Fakta-fakta yang Harus Kamu Tahu Seputar Buku 'Bicara Cinta' (2)

Ini postingan lanjutan dari fakta-fakta terkait 'Bicara Cinta' yang diunggah kemarin. Sengaja kubagi menjadi dua, agar tidak terlalu panjang (dan, biar lebih penasaran, hihi). Berikut ke-enam fakta lainnya, semoga menginspirasi!

6. Beberapa Quote Ditulis di atas Kertas Kalender Harian yang Bekas
Kamu tahu kertas-kertas kalander harian? Yang tiap hari kamu sobek dan kamu buang untuk membungkus sisa makanan kemarin, untuk coret-coretan tidak jelas, atau untuk diremas jadi bola-bola kertas. Intinya satu: perannya tidak penting lagi saat tanggalnya sudah lewat.

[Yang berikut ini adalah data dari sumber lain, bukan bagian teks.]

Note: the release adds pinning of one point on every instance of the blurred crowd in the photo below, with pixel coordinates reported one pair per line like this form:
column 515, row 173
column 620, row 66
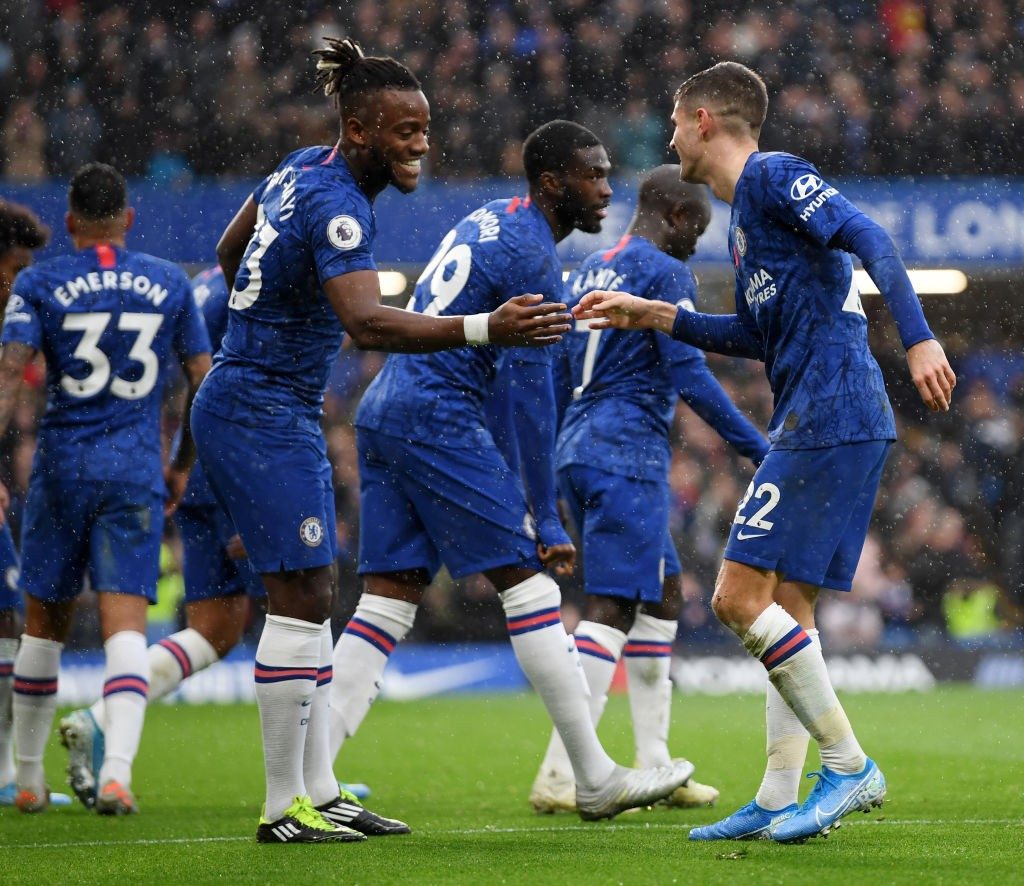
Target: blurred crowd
column 186, row 88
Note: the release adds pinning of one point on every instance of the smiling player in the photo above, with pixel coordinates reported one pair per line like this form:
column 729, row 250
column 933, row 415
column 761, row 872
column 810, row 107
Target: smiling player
column 299, row 258
column 802, row 523
column 434, row 488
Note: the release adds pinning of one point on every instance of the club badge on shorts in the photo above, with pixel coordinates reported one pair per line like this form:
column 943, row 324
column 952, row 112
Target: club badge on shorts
column 311, row 532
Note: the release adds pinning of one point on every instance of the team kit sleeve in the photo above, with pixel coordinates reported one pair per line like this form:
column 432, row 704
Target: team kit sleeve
column 798, row 196
column 696, row 384
column 190, row 336
column 22, row 322
column 340, row 233
column 731, row 334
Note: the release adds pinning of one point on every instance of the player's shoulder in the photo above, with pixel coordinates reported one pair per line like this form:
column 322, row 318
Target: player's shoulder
column 210, row 277
column 42, row 273
column 209, row 284
column 787, row 174
column 156, row 264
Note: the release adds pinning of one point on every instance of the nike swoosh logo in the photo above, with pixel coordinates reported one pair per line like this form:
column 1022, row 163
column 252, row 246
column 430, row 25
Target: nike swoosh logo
column 433, row 680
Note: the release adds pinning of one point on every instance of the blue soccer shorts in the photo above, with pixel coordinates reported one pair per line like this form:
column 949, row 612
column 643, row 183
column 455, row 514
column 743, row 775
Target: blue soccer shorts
column 274, row 482
column 806, row 512
column 10, row 596
column 207, row 570
column 113, row 531
column 423, row 505
column 620, row 520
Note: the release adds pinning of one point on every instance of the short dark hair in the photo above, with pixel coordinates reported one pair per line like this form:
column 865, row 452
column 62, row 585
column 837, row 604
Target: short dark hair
column 729, row 89
column 20, row 226
column 345, row 73
column 550, row 148
column 97, row 192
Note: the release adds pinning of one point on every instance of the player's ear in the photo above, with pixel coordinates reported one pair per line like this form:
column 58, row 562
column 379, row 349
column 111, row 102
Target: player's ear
column 705, row 122
column 354, row 131
column 552, row 183
column 675, row 216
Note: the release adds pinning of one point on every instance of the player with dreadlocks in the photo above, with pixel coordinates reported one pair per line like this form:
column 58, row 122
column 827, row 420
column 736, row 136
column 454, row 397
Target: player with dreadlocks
column 299, row 258
column 20, row 233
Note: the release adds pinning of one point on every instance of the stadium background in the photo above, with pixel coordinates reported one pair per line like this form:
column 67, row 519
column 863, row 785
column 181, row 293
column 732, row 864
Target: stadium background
column 916, row 110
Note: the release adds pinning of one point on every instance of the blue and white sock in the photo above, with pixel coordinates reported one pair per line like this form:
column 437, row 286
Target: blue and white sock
column 797, row 669
column 648, row 663
column 600, row 647
column 547, row 656
column 359, row 658
column 8, row 648
column 126, row 688
column 36, row 668
column 287, row 666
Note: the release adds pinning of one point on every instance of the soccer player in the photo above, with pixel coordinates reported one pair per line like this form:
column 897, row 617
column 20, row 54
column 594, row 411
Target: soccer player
column 434, row 488
column 218, row 586
column 801, row 525
column 612, row 461
column 107, row 321
column 299, row 258
column 20, row 233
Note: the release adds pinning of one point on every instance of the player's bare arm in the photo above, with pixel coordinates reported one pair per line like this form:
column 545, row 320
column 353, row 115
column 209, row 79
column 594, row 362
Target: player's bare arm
column 523, row 321
column 176, row 476
column 233, row 241
column 932, row 375
column 622, row 310
column 558, row 558
column 13, row 359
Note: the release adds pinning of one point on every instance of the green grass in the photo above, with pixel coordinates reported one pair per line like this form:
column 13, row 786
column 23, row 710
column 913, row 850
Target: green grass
column 459, row 770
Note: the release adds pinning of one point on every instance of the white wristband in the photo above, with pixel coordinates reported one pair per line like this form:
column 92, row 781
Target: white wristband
column 475, row 328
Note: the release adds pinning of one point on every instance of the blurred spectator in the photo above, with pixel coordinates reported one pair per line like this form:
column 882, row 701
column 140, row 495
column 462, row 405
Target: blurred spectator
column 943, row 81
column 24, row 143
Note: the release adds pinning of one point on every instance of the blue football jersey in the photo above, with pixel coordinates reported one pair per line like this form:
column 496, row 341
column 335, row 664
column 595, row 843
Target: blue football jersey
column 625, row 385
column 503, row 249
column 108, row 322
column 210, row 292
column 799, row 296
column 313, row 223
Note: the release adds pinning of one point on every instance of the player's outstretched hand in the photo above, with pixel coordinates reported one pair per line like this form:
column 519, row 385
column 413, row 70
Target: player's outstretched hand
column 622, row 310
column 559, row 558
column 931, row 373
column 176, row 481
column 527, row 320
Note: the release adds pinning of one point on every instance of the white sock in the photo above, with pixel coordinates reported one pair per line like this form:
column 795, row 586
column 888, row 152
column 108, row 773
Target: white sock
column 287, row 664
column 8, row 648
column 786, row 746
column 377, row 627
column 797, row 669
column 317, row 769
column 600, row 647
column 648, row 662
column 547, row 657
column 126, row 685
column 171, row 660
column 36, row 668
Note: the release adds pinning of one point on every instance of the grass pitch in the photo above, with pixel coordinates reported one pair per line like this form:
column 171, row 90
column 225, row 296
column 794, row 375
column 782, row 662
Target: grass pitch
column 459, row 770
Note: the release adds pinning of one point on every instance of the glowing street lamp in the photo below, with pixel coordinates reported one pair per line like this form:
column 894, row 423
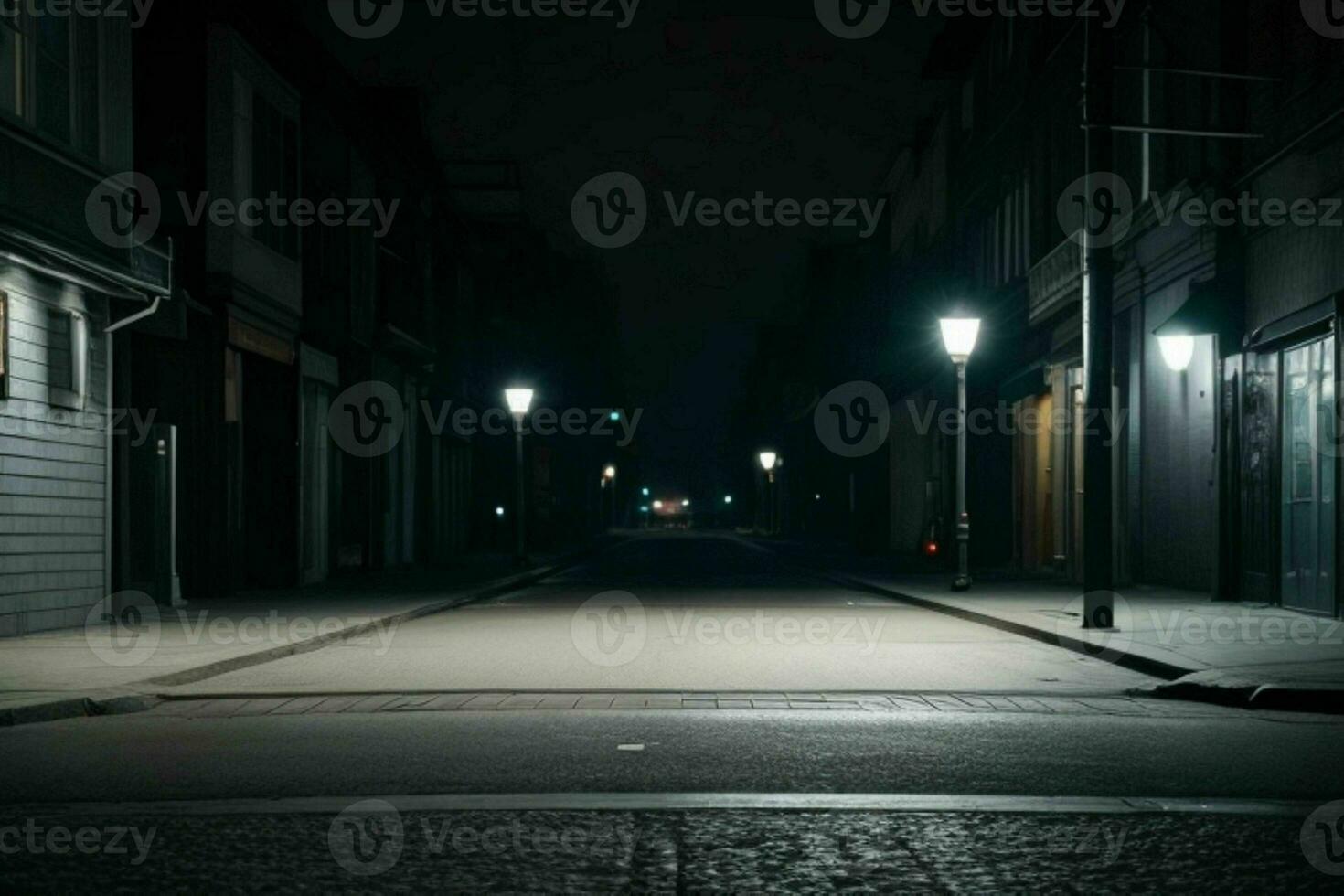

Berbeda denganku, aku justru memungutnya dan mengumpulkannya – katakan aku memang tidak ada kerjaan. Aku suka sekali memakai sisi belakangnya yang kosong untuk menulis coretan kasar quote-ku sebelum diketik dan dikirim. 
 
ini kertas kalender harian yang jadi 'bank ide' dadakan-ku, yang sempat bikin pusing karena hilang
 Pernah suatu hari aku sedang asyik makan malam, dan beberapa potong kalimat muncul di kepalaku – kuakui, aku jarang sekali berfokus pada makanan di depan mejaku, karena pikiranku lebih suka melalang buana ke mana-mana setiap detiknya – aku tak mungkin berhenti makan dan membuka laptop untuk mengetik. Buku catatanku ada di kamar dan aku malas mengambilnya. Aku pun menyobek kalender harian yang kira-kira sudah tiga hari tidak diperbarui (baca: disobek), dan mulai menulis di sisi belakangnya dengan bolpoin biru. Setelahnya aku kembali makan dan aku lupa meletakkannya di mana. Alhasil sepanjang malam aku mengobrak-abrik seiis rumah mencari si kertas kalender harian yang maha penting buatku – dan kutemukan tersemat di laptop yang sedang menutup, entah bagaimana ceritanya bisa ada di sana.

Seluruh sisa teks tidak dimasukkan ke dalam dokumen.